Hyperhomocysteinemia is an independent risk factor for cardiovascular diseases, although the mechanism leading to vascular dysfunction is not clear. The aim of this study was to examine the effect of homocysteine (Hcy) on oxidative stress and apoptosis in human umbilical vein endothelial cells (HUVECs). HUVECs were challenged for 24 h with Hcy (10 mu M-3 mM) in the presence of various stress signaling inhibitors, including the nicotinamide adenine dinucleotide phosphate (NADPH) oxidase inhibitor apocynin (100 mu M), the p38 mitogen-activated protein kinase inhibitor SB203580 (2.5 mu M), the extracellular signal-regulated kinase inhibitor UO126 (2.5 mu M), the stress-activated protein kinase (SAPK)/c-Jun NH2-terminal kinase (JNK) inhibitor JNK inhibitor II (10 mu M), and antioxidants alpha-tocopherol (5 mu g/mL) and N-acetyl cysteine (NAC, 2 mM). Reactive oxygen species (ROS) were detected using 5-(6)-chloromethyl2',7'-dichlorodiliydrofluorescein diacetate.
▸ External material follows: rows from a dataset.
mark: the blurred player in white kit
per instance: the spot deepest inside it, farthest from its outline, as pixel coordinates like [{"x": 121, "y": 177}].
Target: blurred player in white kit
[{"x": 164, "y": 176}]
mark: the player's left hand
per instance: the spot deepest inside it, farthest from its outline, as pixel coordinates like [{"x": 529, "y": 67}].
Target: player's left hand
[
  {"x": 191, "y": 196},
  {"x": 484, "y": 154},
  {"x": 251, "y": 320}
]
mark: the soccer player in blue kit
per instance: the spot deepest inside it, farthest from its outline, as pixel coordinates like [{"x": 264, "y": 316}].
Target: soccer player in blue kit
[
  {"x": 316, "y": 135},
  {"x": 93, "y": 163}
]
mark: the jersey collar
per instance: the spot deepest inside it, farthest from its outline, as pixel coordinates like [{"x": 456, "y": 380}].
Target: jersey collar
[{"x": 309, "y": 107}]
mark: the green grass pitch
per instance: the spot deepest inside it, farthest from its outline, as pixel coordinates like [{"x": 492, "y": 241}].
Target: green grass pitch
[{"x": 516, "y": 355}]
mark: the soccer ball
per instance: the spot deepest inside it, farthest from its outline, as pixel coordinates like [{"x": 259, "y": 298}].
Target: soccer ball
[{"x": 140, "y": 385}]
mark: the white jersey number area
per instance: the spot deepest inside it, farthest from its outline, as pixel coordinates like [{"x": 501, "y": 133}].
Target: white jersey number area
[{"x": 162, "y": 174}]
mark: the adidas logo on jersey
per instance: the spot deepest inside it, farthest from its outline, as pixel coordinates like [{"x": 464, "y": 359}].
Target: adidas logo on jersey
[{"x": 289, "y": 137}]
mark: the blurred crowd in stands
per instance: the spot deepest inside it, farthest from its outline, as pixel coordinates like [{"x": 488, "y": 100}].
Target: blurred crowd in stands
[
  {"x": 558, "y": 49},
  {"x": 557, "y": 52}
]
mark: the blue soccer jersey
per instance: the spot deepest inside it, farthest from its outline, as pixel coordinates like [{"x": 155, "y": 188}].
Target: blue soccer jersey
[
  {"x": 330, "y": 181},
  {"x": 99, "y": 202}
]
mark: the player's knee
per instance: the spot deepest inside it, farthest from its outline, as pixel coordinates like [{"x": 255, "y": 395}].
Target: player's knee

Apoptosis was evaluated by 4',6'diamidino-2'-phenylindoladihydrochloride staining, annexin-V phosphatidylserine/propidium iodide, and caspase-3 assay. NADPH oxidase and SAPK/JNK signal were evaluated with immunoblotting. Hcy significantly enhanced ROS generation and apoptosis after 24-h incubation. Apocynin prevented Hcy-induced ROS generation but only partially restored Hcy-induced apoptosis. JNK inhibitor II, (alpha-tocopherol, and NAC partially reduced Hcy-induced apoptosis, although SB203580 and U0126 had no effect. immunoblotting analysis confirmed upregulation of NADPH oxidase and SAPK/JNK signaling. Collectively, our results suggested that Hcy may induce oxidative stress and apoptosis through an NADPH oxidase and/or JNK-dependent mechanism(s).